Meloş, personel gecesinde!
Size bir sırrımı vermek istiyorum. Hatırlar mısınız bilmem. Yıllar önce Aktüel dergisinde, dedikodu yazarı bir Meloş vardı. Hani "Sevgili Nazan" diye başladığı mektuplarında, son katıldığı davetlerden, sosyete dedikodularından falan dem vururdu. Kah kadınların kilo aldığından bahseder, kah o zamanın bilmemne restoranının artık tutulmadığını anlatırdı. Efendim, o Meloş bendenizdim! Daha doğrusu, 1991-1994 yılları arasında, Meloş köşesi, tarafımdan kaleme alınmıştır! Aktüel'in bir kısım çalışanı, Meloş'u yazan editör de dahil, Hürriyet grubuna geçince, bütün yetki ve sorumluluklar kalanlara dağıtıldı. Bir tek görev sahipsiz kaldı: Meloş köşesinin yazarlığı. Bendeniz o tarihte 20 yaşındayım efendim. Çiçeği burnunda bir gazeteciyim. Herhalde göreceli olarak derginin en 'sosyetik' elemanı bendim ki, (Bilirsiniz, koyunun olmadığı yerde keçiye ne derler. Siyasi suçlu olarak hapiste yatmamış ender Aktüel çalışanlarından olduğum için herhalde...) görev bana verildi. Zaten cemiyet muhabirleri fotoğraf ve bilgileri getiriyorlardı. Yani öyle davetlere katılma mecburiyeti falan yoktu. Üslup önemliydi daha çok. Biraz da etraftan duyulanlar, trendler, gittiğim yeni yerler falan, bir baktık ki
Meloş, her zamankinden daha popüler oldu! Hatta bir süre sonra Meloş'un hayali bir sevgilisini ortaya çıkarttık, onunla röportajlar yapıldı, iş çığrından çıktı. 1994'te ben Amerika'ya gittikten sonra da Meloş, ismini veremeyeceğim başarılı gazeteciler tarafından devam ettirildi. Meloş'u benden önce kimin yazdığını da açıklardım ama, ayıp olur. O beyefendi şu anda önemli bir gazetede üst görevlerde zira! Bugün size Sabah-atv'nin yılbaşı kutlamasından izlenimler yazacaktım. Derken yıllarca gitmediğim davetlerden hikayeler kaleme aldığım aklıma geldi. Yıllar sonra sırrımızı açıkladım. Yılbaşı partisine gelince. Bilirsiniz, genellikle sıkıcı işler yapan insanların ofis partileri de sıkıcı olur. Ne bileyim, takım elbiselerle otel salonlarına doluşmuş ofis personeli. İş sohbetleri. Hiyerarşinin devamı. Belki, şirketin bütçesi iyiyse, şarkı söylemesi için gelmiş bir sanatçı... Bir televizyon istasyonunun partisi öyle olmuyor tabii.

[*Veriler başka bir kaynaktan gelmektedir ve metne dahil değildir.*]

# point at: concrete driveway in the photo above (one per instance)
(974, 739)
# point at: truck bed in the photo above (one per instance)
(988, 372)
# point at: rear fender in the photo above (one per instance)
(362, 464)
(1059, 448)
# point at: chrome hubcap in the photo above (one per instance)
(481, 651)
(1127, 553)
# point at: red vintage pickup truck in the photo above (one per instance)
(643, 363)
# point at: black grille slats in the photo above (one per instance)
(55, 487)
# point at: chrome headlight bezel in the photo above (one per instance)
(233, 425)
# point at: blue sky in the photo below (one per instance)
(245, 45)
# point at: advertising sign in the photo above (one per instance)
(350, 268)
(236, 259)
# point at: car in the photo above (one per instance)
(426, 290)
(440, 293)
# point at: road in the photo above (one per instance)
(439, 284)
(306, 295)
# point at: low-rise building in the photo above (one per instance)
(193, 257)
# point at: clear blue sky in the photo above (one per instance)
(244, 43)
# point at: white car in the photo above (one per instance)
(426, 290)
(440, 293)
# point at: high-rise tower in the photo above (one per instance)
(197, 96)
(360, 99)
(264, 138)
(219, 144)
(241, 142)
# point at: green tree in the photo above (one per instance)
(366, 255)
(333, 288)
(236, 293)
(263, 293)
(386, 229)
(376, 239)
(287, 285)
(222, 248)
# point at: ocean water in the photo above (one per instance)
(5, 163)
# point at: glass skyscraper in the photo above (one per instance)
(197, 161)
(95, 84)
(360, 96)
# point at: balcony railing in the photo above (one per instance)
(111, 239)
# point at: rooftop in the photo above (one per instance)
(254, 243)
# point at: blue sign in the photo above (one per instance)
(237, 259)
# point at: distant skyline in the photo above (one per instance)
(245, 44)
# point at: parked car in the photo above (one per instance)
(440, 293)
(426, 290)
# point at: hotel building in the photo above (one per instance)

Personelin yarısı oyuncu, şarkıcı, şovmen falan olunca... Elini sallasan ünlüye çarpıyorsun! Bir de böyle durumlarda insan, benim gibi hala kendini gazeteci zannedip ünlüleri süzünce biraz kepaze oluyor. Sen onları tanırken, g.a.g. sağolsun, onlar da seni tanıyor çünkü! Tuhaf ama, ünlülerin arasında bir selamlaşma varmış meğer. Ben yavaş yavaş anlıyorum. Ünlü ünlüyü görünce selam veriyor, hatırını soruyor, hatta öpüşüyor. Yabani olmamak lazım. O gece Patron Kim'de oynayan Janset'le aramızda tuhaf birşey geçti örneğin. Uzaktan birbirimizi görüp, kırk yıllık arkadaşmış gibi sarılıp öpüştük. Sohbet boyunca şunu düşündüm:
"Acaba biz ne zaman tanışmıştık?". Muhabbetin ortalarında ortaya çıktı ki, hayatımızda ilk defa birbirimizi görüyoruz ama sempati var karşılıklı demek ki, böyle bir sevgi seli olmuşuz. Bir de bilirsiniz, hani ünlüler "Sanat camiasında dostluk yok, herkes birbirinin kuyusunu kazıyor" açıklamaları yaparlar. Ben herhalde yeni, temiz ve saf hislerle dolu bir 'sanat camiası üyesi' olduğum için bir 'Kezban Roma'da' durumundayım. "Aman Cem Davran selam verdi, ay Hasan Kaçan kutladı, vay öteki bana bayılıyormuş, hayat ne güzel, ne iyi insanlar, haydi el ele tutuşup, dans edelim" zihniyetindeydim atv gecesinde. Şu anda daha nemrut hissediyorum. Şimdi olsa Janset'i de öpmem, elini sıkarım, o ayrı. Gördüğünüz gibi, eski Meloş performansımdan eser yok. Bu elbette bir formdan düşme değil. Ne dedikodular vardı atv gecesinden ama, sonra arkamdan "Bu sanat camiasında herkes birbirinin arkasından konuşuyor" denmesin diye kendimi tutuyorum. Siz artık magazin programlarına bir bakacaksınız gecenin detayları için. Ay, hem ünlü, hem gazeteci olmak ne zormuş vallahi!